7. No “Selfies” & Unnecessary Picture Taking——Taking some pictures with ones camera or IPhone is very cumbersome and very irritating sometimes as you have to bring out and bring in your camera to your race belt’s pocket or hydration pocket. If it is wrapped with Ziploc or some plastic pouch, the opening and closing of this protection from being wet and damped would entail some unnecessary movements that result to being not focused to the main task of running efficiently. Even if it takes a few seconds to “point and shout” ones camera, if these seconds are totaled or accumulated, it would add up to more minutes of delay on the course. Since there are members of the Running Photographers in the race, I just let them, as the experts with better cameras, take my pictures and just wait for them to post their pictures on Facebook.
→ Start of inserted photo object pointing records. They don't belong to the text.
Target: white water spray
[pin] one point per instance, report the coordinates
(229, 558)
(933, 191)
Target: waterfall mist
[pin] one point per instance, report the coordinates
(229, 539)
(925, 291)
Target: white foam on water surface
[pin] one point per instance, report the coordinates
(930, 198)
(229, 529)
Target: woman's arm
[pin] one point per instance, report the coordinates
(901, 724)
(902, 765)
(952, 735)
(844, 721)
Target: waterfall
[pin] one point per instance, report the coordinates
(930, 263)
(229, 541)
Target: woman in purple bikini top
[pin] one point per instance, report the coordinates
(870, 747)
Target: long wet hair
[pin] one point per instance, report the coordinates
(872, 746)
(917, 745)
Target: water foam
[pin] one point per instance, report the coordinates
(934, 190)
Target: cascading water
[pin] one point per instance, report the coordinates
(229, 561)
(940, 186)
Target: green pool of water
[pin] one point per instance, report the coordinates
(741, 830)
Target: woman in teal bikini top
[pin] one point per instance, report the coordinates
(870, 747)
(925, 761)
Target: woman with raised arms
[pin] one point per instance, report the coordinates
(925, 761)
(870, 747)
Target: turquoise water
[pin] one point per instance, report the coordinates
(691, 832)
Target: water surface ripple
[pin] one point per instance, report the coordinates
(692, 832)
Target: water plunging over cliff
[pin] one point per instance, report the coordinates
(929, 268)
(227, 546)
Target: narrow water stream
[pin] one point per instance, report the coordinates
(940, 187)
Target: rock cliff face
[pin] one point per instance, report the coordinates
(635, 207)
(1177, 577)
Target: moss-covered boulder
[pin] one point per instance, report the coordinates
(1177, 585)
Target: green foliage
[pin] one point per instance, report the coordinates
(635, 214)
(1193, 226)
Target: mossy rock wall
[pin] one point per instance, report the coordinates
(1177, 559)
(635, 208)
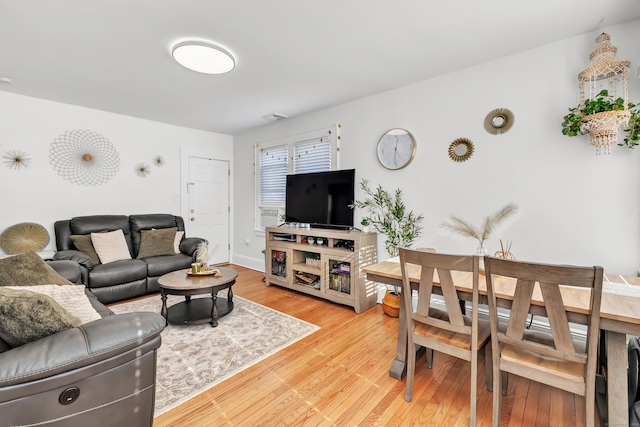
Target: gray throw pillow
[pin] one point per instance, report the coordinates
(83, 243)
(28, 269)
(157, 242)
(27, 316)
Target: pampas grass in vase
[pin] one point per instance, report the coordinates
(459, 226)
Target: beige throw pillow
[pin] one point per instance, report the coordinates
(110, 246)
(82, 242)
(176, 242)
(157, 242)
(27, 316)
(28, 269)
(71, 298)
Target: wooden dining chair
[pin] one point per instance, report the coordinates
(447, 331)
(544, 290)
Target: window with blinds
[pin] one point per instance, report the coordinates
(274, 166)
(314, 151)
(312, 156)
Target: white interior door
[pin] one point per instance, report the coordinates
(209, 205)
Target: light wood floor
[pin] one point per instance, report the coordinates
(338, 376)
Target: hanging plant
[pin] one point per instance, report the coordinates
(576, 122)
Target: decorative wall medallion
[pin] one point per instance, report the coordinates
(460, 150)
(24, 237)
(17, 159)
(84, 157)
(142, 170)
(499, 121)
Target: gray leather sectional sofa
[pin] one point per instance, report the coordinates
(124, 279)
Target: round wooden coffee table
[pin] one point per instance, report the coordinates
(199, 310)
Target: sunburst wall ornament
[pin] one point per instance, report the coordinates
(142, 170)
(17, 159)
(499, 121)
(24, 237)
(461, 149)
(84, 157)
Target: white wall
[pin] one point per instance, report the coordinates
(576, 207)
(38, 194)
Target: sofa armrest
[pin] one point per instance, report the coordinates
(76, 348)
(189, 245)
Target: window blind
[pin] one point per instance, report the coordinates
(274, 167)
(313, 155)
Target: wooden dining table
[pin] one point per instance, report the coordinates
(619, 316)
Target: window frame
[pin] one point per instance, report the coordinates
(290, 141)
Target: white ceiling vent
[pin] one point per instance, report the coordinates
(275, 116)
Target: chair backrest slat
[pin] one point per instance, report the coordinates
(425, 287)
(430, 263)
(557, 315)
(520, 308)
(450, 297)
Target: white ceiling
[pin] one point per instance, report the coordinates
(292, 56)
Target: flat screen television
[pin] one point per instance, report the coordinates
(321, 199)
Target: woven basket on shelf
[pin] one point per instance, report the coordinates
(391, 304)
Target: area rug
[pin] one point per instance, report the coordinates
(193, 359)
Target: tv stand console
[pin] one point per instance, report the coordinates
(331, 270)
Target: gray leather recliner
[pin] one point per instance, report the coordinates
(125, 279)
(99, 374)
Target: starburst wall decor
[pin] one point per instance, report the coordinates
(142, 170)
(84, 157)
(17, 159)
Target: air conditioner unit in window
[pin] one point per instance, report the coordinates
(270, 217)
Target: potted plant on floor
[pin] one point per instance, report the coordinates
(388, 215)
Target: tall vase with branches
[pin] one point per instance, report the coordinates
(388, 215)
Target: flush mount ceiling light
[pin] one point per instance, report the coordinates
(203, 57)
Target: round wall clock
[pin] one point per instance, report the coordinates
(396, 149)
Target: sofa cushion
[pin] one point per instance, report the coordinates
(157, 266)
(71, 298)
(110, 246)
(83, 243)
(117, 272)
(28, 269)
(177, 240)
(27, 316)
(141, 222)
(157, 242)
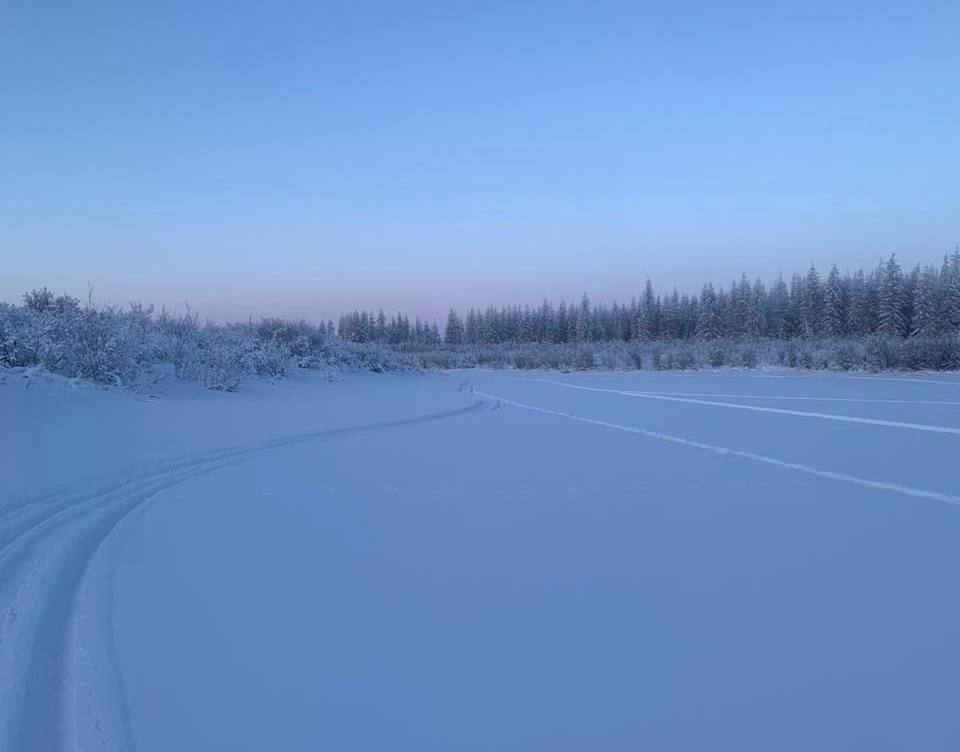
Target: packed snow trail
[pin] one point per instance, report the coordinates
(829, 474)
(47, 544)
(755, 408)
(795, 398)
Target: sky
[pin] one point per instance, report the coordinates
(305, 158)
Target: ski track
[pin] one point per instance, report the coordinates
(792, 398)
(755, 408)
(47, 545)
(919, 493)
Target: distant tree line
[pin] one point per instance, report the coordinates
(885, 301)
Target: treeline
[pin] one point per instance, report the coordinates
(886, 301)
(120, 347)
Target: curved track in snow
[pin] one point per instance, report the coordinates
(55, 691)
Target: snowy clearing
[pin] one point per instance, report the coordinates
(482, 560)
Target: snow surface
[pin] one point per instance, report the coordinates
(482, 560)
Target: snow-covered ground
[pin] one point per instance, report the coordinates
(482, 560)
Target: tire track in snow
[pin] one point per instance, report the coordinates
(47, 544)
(756, 408)
(800, 399)
(919, 493)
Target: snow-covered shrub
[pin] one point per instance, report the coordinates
(111, 346)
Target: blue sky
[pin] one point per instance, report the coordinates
(302, 158)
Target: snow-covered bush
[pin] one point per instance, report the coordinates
(111, 346)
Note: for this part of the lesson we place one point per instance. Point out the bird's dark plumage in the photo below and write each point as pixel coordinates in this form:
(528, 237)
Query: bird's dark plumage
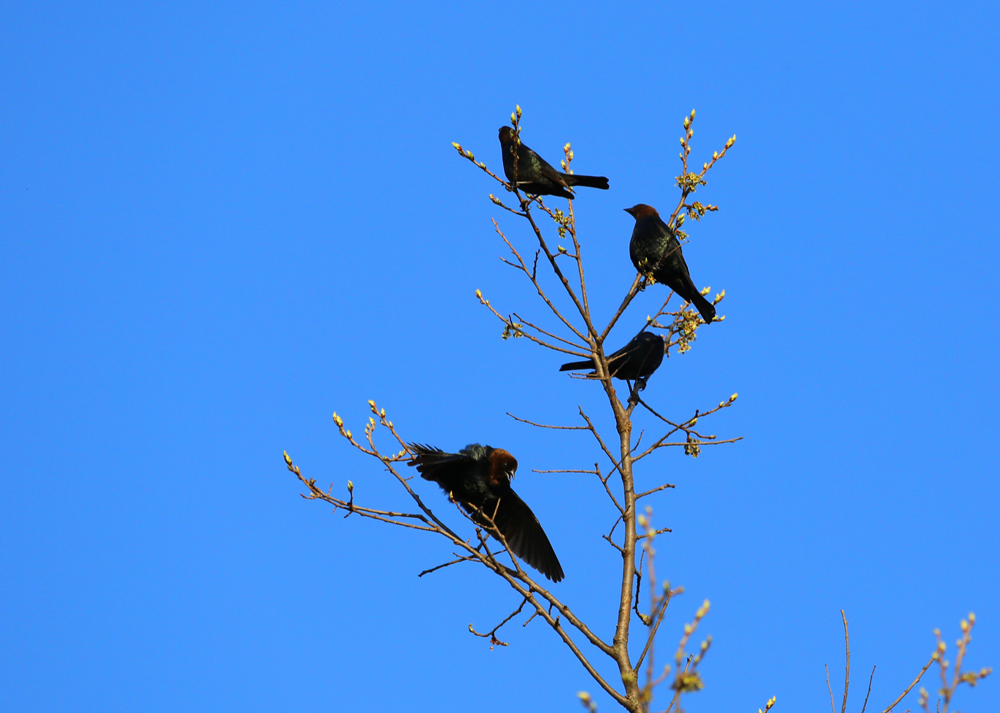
(636, 360)
(535, 175)
(478, 477)
(655, 250)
In a nutshell, proper training/preparation where one has to test his apparel, hydration system, nutrition & hydration strategy and positive mental attitude is the key to a successful finish in an ultra running event. Although, running is an experiment of one, I hope my experience will guide you or test the above mentioned factors if you can adopt them or incorporate them in your running style or manner of finishing an ultra running event/race.

Expenses:

Round Trip Ticket (Cebu Pacific)——P 1,200.00 (Promo Fare/Sponsored By ZRC)

Hotel Accommodation & Meal——P 4,000.00 (2 Days)

Gratuitous Expenses (Tips)—-P 500.00

Total Expenses——P 5,700.00

My Running Kit (Picture By Running Photographers @ Km #17)

My Running Kit (Picture By Running Photographers @ Km #17)

Even if I am not an sponsored athlete, I would mention the things that I’ve used during the event:

Running Shorts & Shirt——ASICS

Running Shoes——Hoka One One Huaka

Runner’s Cap & Compression Shorts——Under Armour

Sunglasses——Oakley

Buff/Neck Sleeves——BUFF

GPS Watch——SUUNTO Ambit 3 Peak

Hydration Bottles——Simple Hydration Bottles

Race Belt & Pouch——Ultimate Direction

Socks——DRYMAX

Nutrition——CarboPro Powder Mix; Succeed S-Caps; GU Electrolyte Tablets; Clif Bloks; Water & Gatorade (@Aid Station); Rice Cake (Suman), Boiled Banana, Ripe Bananas, Watermelon, & Hotdog Sandwich (@Aid Station)

My training continues…Go out and run!